Actuellement, tout délinquant qui a commis un crime non violent et qui est incarcéré pour la première fois peut bénéficier du PEE. S'il n'est pas jugé dangereux pour la société, on lui accorde une semi-liberté au sixième de sa peine et la liberté conditionnelle lorsqu'il a purgé le tiers de la peine. La décision se prend sur étude de dossier, sans audience avec le détenu.Renverser le fardeau de la preuve

Avec le projet de loi, c'est le détenu qui devrait prouver qu'il mérite la libération. «On dit au criminel: on ne peut plus te donner tous les droits. (...) Voici maintenant les règles du jeu. Si tu penses que tu es réhabilité, tu dois faire la preuve qu'on peut te libérer. On veut retourner la responsabilité», a expliqué le sénateur Boisvenu, qui a fait l'annonce au nom du ministre de la Sécurité publique, Vic Toews. Ce nouveau projet de loi est en fait le résultat de la fusion de deux anciens projets de loi, le C-43 et le C-53, déposés l'an dernier. Tous deux étaient morts au feuilleton.

M. Boisvenu déplore que la moitié des détenus ne participent pas aux programmes de réhabilitation et de réinsertion, dans lesquels le gouvernement investirait 2,5 milliards de dollars par année.

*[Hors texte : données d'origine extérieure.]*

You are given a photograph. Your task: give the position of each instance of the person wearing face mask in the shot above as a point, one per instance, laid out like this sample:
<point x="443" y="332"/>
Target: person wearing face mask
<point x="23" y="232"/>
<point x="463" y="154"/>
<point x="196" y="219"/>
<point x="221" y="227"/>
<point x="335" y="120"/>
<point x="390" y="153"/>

«La population veut que les peines correspondent à la gravité des crimes commis et que les droits des victimes aient préséance sur les droits des criminels», a dit le sénateur.

Le projet conservateur propose aussi que les victimes participent aux audiences sur la libération conditionnelle et qu'elles sachent si les détenus participent aux programmes de réhabilitation ou s'ils commettent des infractions disciplinaires graves en prison.

Il permettrait également aux policiers d'arrêter sans mandat un délinquant soupçonné d'avoir enfreint ses conditions de mise en liberté. Le nombre de commissaires à temps plein aux libérations conditionnelles passerait de 45 à 60.

M. Boisvenu souhaite que le projet de loi soit adopté «tôt en automne, en octobre ou novembre». Il a bon espoir que l'opposition vote pour. «Je crois que le Bloc devrait l'appuyer. Le Bloc avait déjà déposé un projet de loi pour mettre fin aux libérations automatiques après le sixième de la peine pour les crimes à caractère financier.»